Wiki
Streaming
How the DataTalks.Club archive discusses event streaming with Kafka and Flink, feature stores for real-time ML, and low-latency operations.
Related Wiki Pages
Streaming data means handling events as they arrive rather than waiting for a bounded file or scheduled table refresh. In the DataTalks.Club archive, guests mostly use streaming for click events and Kafka topics. They also use it for Kinesis queues and fraud decisions. Feature stores, IoT systems, and real-time analytics appear in the same discussion.
Andreas Kretz gives the clearest pipeline-level definition in From Notebooks to Production. At 15:11, he describes a website sending click events into a queue such as Kafka or Kinesis. At 16:51, he contrasts streaming with batch. Streaming takes data from the queue, processes it immediately, and pushes the result forward. Batch stores the data first and processes it later.
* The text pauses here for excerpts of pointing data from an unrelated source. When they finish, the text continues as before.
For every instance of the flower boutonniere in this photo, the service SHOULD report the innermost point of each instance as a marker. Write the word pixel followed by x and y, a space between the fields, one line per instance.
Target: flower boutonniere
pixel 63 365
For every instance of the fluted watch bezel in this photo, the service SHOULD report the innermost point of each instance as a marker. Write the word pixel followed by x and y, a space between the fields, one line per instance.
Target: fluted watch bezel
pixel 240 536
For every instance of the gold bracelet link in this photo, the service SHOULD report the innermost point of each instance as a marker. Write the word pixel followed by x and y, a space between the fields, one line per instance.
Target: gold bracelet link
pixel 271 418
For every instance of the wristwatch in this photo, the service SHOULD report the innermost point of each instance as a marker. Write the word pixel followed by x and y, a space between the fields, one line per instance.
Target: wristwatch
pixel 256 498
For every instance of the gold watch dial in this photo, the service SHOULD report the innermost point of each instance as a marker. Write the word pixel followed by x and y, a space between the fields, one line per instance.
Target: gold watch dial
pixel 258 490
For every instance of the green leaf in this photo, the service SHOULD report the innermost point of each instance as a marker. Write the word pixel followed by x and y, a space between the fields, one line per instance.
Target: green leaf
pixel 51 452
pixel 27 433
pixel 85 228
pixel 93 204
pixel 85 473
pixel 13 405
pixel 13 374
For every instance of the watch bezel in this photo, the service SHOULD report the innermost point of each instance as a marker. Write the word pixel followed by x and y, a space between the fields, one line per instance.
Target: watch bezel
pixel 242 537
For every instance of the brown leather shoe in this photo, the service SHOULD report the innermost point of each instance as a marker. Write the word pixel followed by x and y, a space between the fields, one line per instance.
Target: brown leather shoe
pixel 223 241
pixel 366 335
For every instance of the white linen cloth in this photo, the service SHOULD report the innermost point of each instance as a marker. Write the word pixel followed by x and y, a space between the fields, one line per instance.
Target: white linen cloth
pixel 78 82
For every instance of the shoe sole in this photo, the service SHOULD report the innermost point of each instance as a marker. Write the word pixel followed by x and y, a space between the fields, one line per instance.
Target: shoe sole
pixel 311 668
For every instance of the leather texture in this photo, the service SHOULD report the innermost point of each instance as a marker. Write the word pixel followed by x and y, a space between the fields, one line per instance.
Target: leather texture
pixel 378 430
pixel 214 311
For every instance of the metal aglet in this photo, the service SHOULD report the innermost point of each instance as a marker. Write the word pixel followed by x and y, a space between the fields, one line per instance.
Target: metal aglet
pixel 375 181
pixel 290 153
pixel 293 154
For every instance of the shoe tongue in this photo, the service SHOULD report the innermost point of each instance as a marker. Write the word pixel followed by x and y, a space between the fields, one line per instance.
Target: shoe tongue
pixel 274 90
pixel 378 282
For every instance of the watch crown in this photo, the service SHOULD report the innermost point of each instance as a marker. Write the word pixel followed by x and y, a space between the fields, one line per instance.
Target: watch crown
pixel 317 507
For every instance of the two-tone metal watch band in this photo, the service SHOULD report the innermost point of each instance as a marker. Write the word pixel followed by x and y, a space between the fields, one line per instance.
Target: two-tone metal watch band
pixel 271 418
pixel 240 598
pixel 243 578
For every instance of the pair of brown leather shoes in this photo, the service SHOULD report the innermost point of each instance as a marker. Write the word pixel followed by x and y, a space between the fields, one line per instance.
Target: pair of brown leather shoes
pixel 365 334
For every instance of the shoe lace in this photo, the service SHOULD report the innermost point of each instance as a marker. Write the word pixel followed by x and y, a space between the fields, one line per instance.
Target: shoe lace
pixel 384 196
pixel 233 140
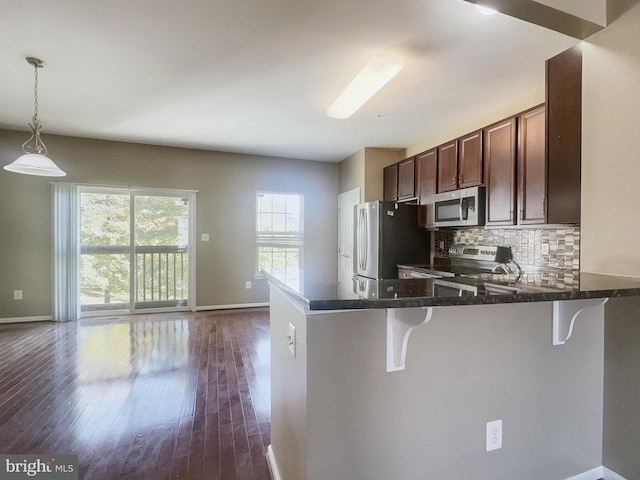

That doesn’t make streaming the default. Streaming is a latency and operations choice inside data pipelines. Batch vs Streaming covers the latency judgment.
Lars Albertsson argues in DataOps 101 for Scaling Data Platforms that streaming fits the middle latency window. It’s faster than ordinary batch, but not fast enough for every in-request user interaction.
Link Map
Streaming applies when the question is about event streams, brokers, or stream processors. It also fits low-latency features and the cost of keeping a streaming system running.
- Batch vs Streaming covers the broader latency decision and the batch alternative.
- Data Pipelines covers ingestion, processing, storage, and publication around both batch and streaming systems.
- Data Engineering Platforms covers the shared platform conventions around Kafka, schemas, ownership, and self-service.
- CDC covers row-level database change capture, which can feed streaming or batch-oriented pipelines.
- MLOps and Machine Learning System Design cover online inference, feature stores, and model serving.
- DataOps and Data Quality and Observability cover lag, schema changes, tests, and recovery.
Core podcast discussions:
- From Notebooks to Production with Andreas Kretz explains event ingestion, message queues, processing frameworks, and the batch versus streaming boundary.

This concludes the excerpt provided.